Cofense researchers were recently able to expose this sophisticated credential phishing scheme that represents a major threat to all high-value targets. We have dubbed this emerging approach “precision-validating phishing.” That’s because it makes sure that stolen credentials map to legitimate online accounts, increasing the success and utility of phishing campaigns. This new approach leverages real-time email validation to target its victims with precision. This makes it a far more dangerous variant of normal phishing attacks.
It employs an embedded link that goes directly to what appears to be a PDF version of their report. This file is hosted on a secure platform with an excellent reputation – files.fm. The PDF is programmed to self-destruct shortly after anyone opens it. This provision creates a markedly increased sense of urgency to achieve the target. This tactic is a prime example of how threat actors have adapted their tactics, techniques and procedures (TTPs) to improve the efficacy of their malicious efforts.
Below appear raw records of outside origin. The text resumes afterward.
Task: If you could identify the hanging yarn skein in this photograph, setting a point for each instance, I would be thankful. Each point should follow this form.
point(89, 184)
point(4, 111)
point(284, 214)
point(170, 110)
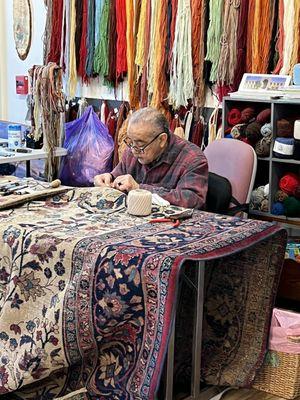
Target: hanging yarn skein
point(140, 43)
point(101, 48)
point(288, 26)
point(181, 74)
point(198, 9)
point(250, 23)
point(280, 36)
point(131, 70)
point(228, 59)
point(214, 33)
point(241, 44)
point(72, 83)
point(159, 77)
point(90, 40)
point(296, 37)
point(121, 62)
point(261, 36)
point(49, 110)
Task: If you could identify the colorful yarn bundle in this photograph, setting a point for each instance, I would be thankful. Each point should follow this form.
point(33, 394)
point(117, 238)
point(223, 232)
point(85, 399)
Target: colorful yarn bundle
point(247, 114)
point(252, 132)
point(266, 131)
point(285, 128)
point(283, 147)
point(292, 207)
point(264, 116)
point(159, 46)
point(234, 116)
point(262, 147)
point(289, 182)
point(238, 130)
point(287, 199)
point(260, 198)
point(280, 196)
point(278, 209)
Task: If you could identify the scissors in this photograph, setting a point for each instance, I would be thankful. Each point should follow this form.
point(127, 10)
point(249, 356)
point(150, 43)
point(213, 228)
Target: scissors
point(175, 222)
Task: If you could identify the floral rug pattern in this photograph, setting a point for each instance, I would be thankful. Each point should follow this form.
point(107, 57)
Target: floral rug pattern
point(84, 284)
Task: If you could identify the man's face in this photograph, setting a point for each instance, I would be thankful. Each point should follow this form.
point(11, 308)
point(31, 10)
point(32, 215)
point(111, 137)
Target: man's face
point(141, 135)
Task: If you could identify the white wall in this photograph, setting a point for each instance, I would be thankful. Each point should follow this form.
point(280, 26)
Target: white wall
point(16, 104)
point(13, 106)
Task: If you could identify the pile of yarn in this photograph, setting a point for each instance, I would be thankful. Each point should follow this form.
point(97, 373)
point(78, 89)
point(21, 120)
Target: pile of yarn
point(287, 198)
point(251, 127)
point(260, 198)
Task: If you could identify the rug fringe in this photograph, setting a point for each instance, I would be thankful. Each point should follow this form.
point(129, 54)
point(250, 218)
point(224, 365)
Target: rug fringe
point(70, 395)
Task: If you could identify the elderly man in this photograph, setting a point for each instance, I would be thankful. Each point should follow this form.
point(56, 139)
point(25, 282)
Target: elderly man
point(159, 161)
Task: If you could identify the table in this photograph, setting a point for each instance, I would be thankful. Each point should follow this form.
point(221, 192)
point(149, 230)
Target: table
point(33, 154)
point(84, 284)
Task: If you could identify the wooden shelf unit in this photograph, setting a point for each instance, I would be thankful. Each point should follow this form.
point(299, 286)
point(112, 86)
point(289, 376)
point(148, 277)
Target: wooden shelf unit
point(269, 169)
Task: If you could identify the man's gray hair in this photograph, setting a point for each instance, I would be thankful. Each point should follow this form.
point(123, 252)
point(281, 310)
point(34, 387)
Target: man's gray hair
point(153, 116)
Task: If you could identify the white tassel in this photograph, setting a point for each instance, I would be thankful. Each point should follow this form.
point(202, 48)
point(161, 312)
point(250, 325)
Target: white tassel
point(288, 26)
point(181, 76)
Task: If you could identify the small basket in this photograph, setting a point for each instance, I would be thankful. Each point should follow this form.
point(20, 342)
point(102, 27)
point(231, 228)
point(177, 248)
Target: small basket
point(279, 375)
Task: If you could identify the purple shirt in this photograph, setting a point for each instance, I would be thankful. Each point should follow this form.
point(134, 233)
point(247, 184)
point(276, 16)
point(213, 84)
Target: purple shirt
point(179, 175)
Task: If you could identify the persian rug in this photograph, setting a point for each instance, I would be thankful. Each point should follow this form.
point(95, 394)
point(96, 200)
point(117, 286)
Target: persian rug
point(87, 296)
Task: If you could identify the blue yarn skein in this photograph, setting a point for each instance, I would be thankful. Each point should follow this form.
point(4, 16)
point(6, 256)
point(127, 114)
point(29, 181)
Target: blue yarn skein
point(278, 209)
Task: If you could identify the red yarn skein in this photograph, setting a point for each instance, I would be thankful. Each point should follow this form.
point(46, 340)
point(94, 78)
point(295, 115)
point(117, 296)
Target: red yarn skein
point(289, 182)
point(247, 114)
point(234, 117)
point(264, 116)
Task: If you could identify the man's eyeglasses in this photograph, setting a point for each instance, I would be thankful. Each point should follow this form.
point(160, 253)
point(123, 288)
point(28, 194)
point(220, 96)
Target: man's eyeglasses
point(140, 150)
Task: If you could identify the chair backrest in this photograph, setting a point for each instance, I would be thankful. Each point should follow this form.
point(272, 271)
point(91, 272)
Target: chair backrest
point(236, 161)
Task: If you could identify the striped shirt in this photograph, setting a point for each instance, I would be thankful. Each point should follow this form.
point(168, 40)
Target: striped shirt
point(180, 174)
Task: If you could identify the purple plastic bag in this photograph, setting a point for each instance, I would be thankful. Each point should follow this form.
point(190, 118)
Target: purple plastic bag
point(90, 148)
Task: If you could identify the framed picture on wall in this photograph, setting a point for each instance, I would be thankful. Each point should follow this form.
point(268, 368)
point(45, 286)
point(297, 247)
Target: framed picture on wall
point(22, 26)
point(262, 85)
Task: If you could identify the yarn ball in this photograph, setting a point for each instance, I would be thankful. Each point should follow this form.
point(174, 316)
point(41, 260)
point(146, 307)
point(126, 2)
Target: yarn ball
point(262, 148)
point(289, 182)
point(247, 114)
point(297, 192)
point(264, 116)
point(257, 196)
point(179, 131)
point(234, 116)
point(280, 196)
point(264, 206)
point(292, 206)
point(278, 209)
point(227, 130)
point(238, 130)
point(252, 132)
point(296, 154)
point(245, 140)
point(266, 130)
point(285, 128)
point(267, 189)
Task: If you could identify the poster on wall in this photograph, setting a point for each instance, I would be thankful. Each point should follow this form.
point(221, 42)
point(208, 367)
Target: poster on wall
point(22, 26)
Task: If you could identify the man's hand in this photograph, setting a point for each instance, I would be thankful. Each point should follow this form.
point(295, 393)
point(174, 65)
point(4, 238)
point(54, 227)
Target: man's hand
point(125, 183)
point(103, 180)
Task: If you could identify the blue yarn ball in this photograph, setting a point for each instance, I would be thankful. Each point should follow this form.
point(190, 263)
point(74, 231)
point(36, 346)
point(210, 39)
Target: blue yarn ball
point(278, 209)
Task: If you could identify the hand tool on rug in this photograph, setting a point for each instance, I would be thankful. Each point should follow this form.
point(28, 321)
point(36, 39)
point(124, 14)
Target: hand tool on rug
point(175, 222)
Real-Time Email Validation Enhances Attack Efficiency
Precision-validating phishing requires live email validation. This technique allows attackers to deliver phish login pages only to the most valuable targets. The attackers authenticate as real users to scam the credentials of certain users. Doing so creates greater odds that any stolen information will correspond to real-world, active online accounts. This tactic improves the quality of data harvested. It further raises the possibility of resale or additional exploitation.
Cofense argues that this method successfully ensnares users in a decision-making process between two innocuous-seeming alternatives.
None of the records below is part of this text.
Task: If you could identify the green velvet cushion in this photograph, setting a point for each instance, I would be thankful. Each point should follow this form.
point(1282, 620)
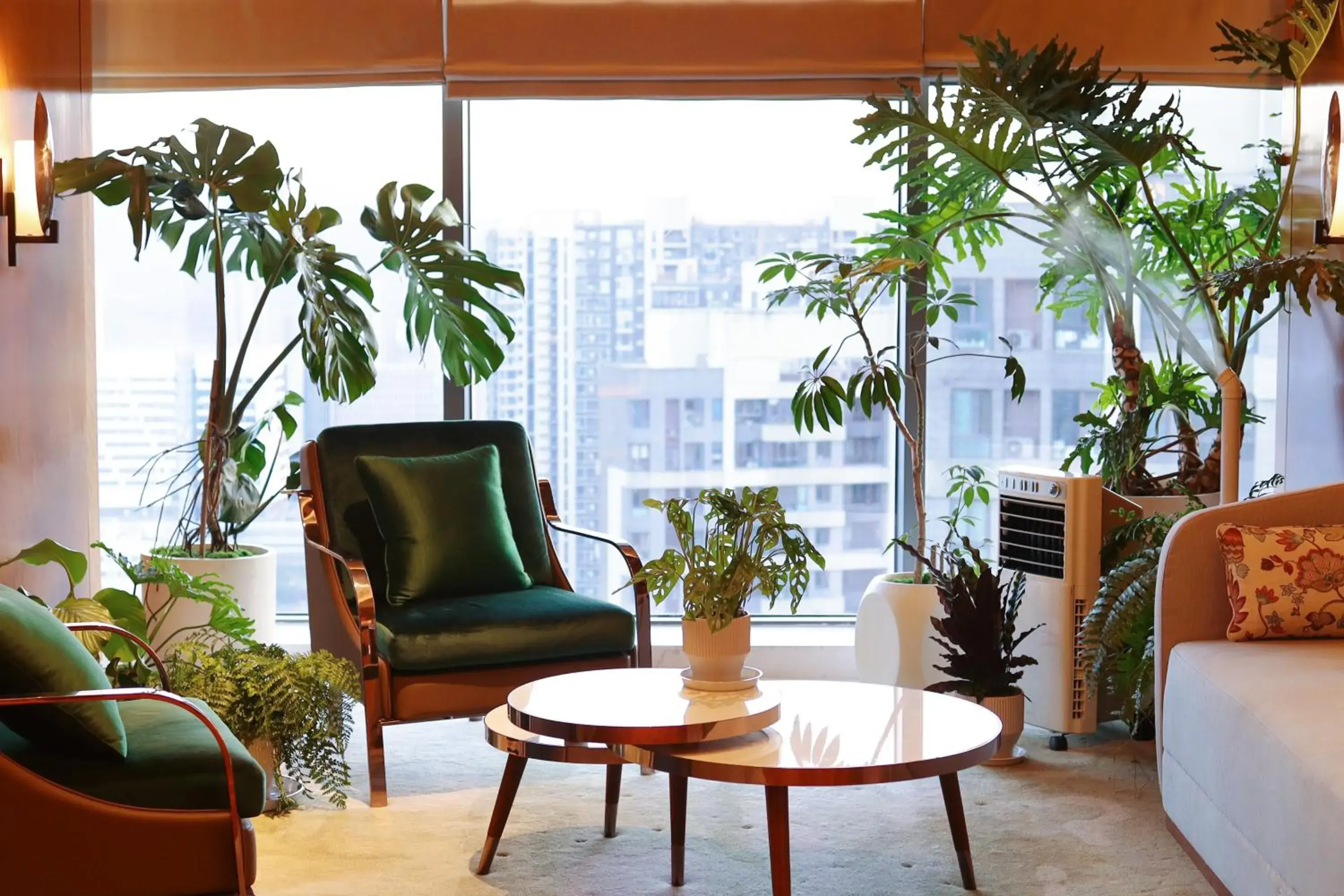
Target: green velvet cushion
point(38, 655)
point(444, 523)
point(172, 762)
point(537, 625)
point(350, 517)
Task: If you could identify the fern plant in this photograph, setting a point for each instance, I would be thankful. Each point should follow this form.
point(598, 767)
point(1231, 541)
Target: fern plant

“Almost as if the threat actor intentionally designed the attack to trap the user, forcing them to choose which ‘poison’ they will fall for.” – Cofense
This strategic selection process increases the attack’s precision, as it only targets lists of already harvested, verified email accounts.
Targeting High-Value Individuals
Precision-validating phishing goes a step further and targets individuals identified as high-value targets by attackers. By targeting these specific goals, the phishing campaign creates the highest likelihood for obtaining credentials that can be directly used. The technique’s design forces that both paths you set for the target result in the same thing—even if it’s by two different means.
“Both options lead to the same outcome, with similar goals but different approaches to achieving them.” – Cofense
It is this dual approach that provides attackers the freedom to innovate around their tactics. It ensures that they target their resources to the accounts with the most potential.
Challenges for Automated Security Systems
This level of sophistication poses challenges not just for the average user but for automated security solutions as well. In fact, traditional security crawlers and sandbox environments are unable to effectively analyze such attacks. They aren’t able to get around the validation filters that attackers themselves use. These targeted approaches greatly reduce the risk for attackers. They assist in extending the life of their phishing campaigns.
“It increases the efficiency of the attack and the likelihood that stolen credentials belong to real, actively used accounts, improving the quality of harvested data for resale or further exploitation.” – Cofense
As phishing schemes become increasingly widespread and sophisticated, IT leaders must stay alert and bolster their organization’s protections from these highly personalized assaults.